Give Findy a whirl and see how it works for you.


  1. So, this is a press release, right?
    Also, if we’re pushing all of this private information through this app, what kind of background do the developers have? Whats their business model, if they aren’t doing ads?
    I read the privacy policy, and it seems like there’s a lot of wiggle room for what kinds of things they can do with the data they collect. I mean: “Findy doesn’t want your data. At all.” The problem is, it doesn’t matter what they say they “want.” To make this service function, they ARE going to get a lot of data. That could be fine, or it could be a problem.
    The marketing speak in the press release above is a bit over-the-top and makes me nervous:
    – “take back your rights to decentralize web search” Huh? We have a right to decentralize web search? I like the idea, but it seems like an oddly-specific “right.” Perhaps this is a piece of what I believe is a right to privacy generally?
    – “Powered by community-driven AI” – so, if the community is driving this, the choices users make must be going somewhere to be shared to others. That’s data collection. Again, it might be fine, but it seems weird to claim they “don’t want your data” when they absolutely DO need the data of what you choose.
    – “provides centralized results” – is this in opposition to our “rights to decentralize web search” ?

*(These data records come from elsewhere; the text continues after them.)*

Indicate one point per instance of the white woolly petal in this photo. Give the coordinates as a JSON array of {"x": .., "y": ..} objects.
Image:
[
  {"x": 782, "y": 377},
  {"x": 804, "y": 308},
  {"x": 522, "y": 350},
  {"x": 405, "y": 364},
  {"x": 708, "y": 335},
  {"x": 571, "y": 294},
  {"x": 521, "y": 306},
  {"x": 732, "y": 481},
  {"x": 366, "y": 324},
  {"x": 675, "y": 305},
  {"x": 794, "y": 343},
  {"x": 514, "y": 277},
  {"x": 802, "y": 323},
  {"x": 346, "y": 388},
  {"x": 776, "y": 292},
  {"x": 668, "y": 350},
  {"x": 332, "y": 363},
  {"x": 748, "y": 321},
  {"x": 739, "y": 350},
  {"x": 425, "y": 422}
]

    Basically, this sounds like an interesting concept, but it seems like the PR is big on wonderful-sounding phrases and low on “how we actually do this” explanations.

  2. Quite bold of MDN to bite the hand that feeds it. How many Google trackers are you using now?

    Eliminate the Google Analytics and Google AdSense infesting this site and then you might have the moral basis to speak out. Hypocrites.

  3. Let’s say that the App is the Panacea it’s intended to be.
    It’s possible because of Android’s open access and Google couldn’t forbid it if they wanted to.
    If Google behaved like Apple, this App duplicates functionality and would have been forbidden.
    It’s up to the user to determine if it’s any good.